51% of Organizations Have Suffered Data Breaches Caused by Third-Party Remote Access
Researchers Highlighted That the Majority of Organizations View Third-Party Remote Access as A Security Threat, But Not A Priority.
Researchers from SecureLink and the Ponemon Institute recently released the “A Crisis in Third-Party Remote Access Security” report. Their analysis details the discrepancy between organizations’ perceived third-party access threat and their deployed security measures.
The survey was conducted by the Ponemon Institute on behalf of SecureLink and includes responses from 627 individuals based in North America, who are involved in their organization’s approach to managing remote third-party data risks.
The report states that
- 44% of organizations experienced a breach within the last 12 months;
- 51% of organizations experienced a data breach caused by third parties with remote access;
- 74% said the breach resulted from giving too much privileged access to third parties;
- 54% of respondents say their organizations are not assessing the security and privacy practices of all third parties before granting them access;
- 61% of respondents say their third-party management program does not define or rank levels of risk;
- 63% say their organization doesn’t have visibility into the level of access and permissions for both internal and external users.

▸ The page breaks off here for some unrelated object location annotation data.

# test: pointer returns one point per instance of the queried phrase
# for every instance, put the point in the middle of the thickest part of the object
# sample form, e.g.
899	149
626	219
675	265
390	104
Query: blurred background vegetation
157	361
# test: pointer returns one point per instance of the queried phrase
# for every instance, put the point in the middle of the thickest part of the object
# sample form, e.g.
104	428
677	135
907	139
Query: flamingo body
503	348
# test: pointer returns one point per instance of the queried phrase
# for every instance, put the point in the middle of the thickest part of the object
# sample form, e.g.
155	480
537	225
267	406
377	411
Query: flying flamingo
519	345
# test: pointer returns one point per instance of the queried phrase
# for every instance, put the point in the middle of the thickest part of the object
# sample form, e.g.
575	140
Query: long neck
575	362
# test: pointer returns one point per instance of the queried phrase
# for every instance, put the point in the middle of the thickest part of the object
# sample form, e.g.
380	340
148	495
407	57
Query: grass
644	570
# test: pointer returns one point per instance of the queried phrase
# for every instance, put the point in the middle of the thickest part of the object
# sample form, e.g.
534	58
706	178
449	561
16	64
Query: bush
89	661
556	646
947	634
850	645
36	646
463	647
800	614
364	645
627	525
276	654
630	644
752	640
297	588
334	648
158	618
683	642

According to the researchers, sophisticated hackers don’t stop at social media accounts, but are targeting large-scale organizations. What’s more, instead of attacking just one organization at a time, they’ve developed the more methodical “hack one, breach many” approach that starts with a common denominator between multiple organizations and enterprises – a third-party vendor.

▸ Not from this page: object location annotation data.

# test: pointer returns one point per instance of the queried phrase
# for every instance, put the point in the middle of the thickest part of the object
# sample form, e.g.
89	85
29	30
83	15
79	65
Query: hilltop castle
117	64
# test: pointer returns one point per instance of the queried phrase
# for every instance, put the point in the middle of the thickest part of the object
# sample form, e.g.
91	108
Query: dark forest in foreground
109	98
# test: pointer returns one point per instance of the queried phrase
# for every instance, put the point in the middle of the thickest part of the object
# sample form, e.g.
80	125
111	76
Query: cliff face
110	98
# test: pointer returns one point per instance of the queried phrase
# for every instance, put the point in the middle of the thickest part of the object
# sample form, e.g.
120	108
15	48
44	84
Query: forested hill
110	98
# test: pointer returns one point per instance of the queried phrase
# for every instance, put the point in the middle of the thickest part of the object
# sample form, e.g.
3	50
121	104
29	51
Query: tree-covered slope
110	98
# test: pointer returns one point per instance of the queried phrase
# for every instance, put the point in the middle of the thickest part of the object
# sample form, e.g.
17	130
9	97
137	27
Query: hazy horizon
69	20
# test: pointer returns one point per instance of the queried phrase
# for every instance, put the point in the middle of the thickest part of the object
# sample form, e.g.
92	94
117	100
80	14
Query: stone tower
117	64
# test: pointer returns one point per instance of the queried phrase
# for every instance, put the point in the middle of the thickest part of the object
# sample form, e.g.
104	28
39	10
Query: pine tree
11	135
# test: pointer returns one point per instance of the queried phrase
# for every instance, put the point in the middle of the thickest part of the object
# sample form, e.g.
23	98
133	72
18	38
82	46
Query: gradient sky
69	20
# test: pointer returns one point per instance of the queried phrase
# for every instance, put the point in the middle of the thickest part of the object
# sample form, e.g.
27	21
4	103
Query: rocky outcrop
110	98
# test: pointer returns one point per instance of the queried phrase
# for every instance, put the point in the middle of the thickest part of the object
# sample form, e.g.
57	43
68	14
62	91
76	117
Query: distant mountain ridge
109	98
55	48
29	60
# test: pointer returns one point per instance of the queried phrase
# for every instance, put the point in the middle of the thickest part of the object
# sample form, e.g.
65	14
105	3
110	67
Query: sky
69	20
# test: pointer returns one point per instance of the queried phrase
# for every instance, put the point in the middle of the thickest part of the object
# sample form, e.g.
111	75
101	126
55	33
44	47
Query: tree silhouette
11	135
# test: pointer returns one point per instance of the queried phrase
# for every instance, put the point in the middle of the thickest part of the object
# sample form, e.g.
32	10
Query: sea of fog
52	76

Third parties offer specialty services to their customers (enterprises or organizations) that require remote access into an organization’s network in order to fulfill the responsibility for which they are hired. Oftentimes, these third-party companies service multiple customers, providing much needed support for specific functions that require network access.
In short, when threat actors see a third-party company, they see more than just one target – they see several, dozens, or even hundreds at which they can aim.
Image Source: SecureLink
This approach explains the infamous SolarWinds supply chain hack. The attackers injected malware into some routine software updates, as these were being rolled out to as many as 18,000 government entities and Fortune 500 companies, all clients of SolarWinds.
The report points out that “many organizations view third-party remote access as a security threat, but not a priority.” They are not taking the necessary steps to reduce third-party remote access risk, and, as a result, they expose their networks to security risks.
An organization’s attack surface is growing just as quickly as its third-party ecosystem and organizations must acknowledge this ever-changing threat landscape.
A concerning 59% percent of respondents low-rated their organizations for their effectiveness to mitigate third-party remote access risks. Therefore, researchers believe it’s highly important that organizations adopt new ways of handling third-party remote access and the risk associated with it.
By implementing a third-party security solution, organizations can start prioritizing best practices such as complete network visibility, identification of third parties, zero-trust network access policies, and regular assessing of compliant security practices, all of which secure the various stages of the third-party lifecycle, mitigate exposure, and increase organizational resilience.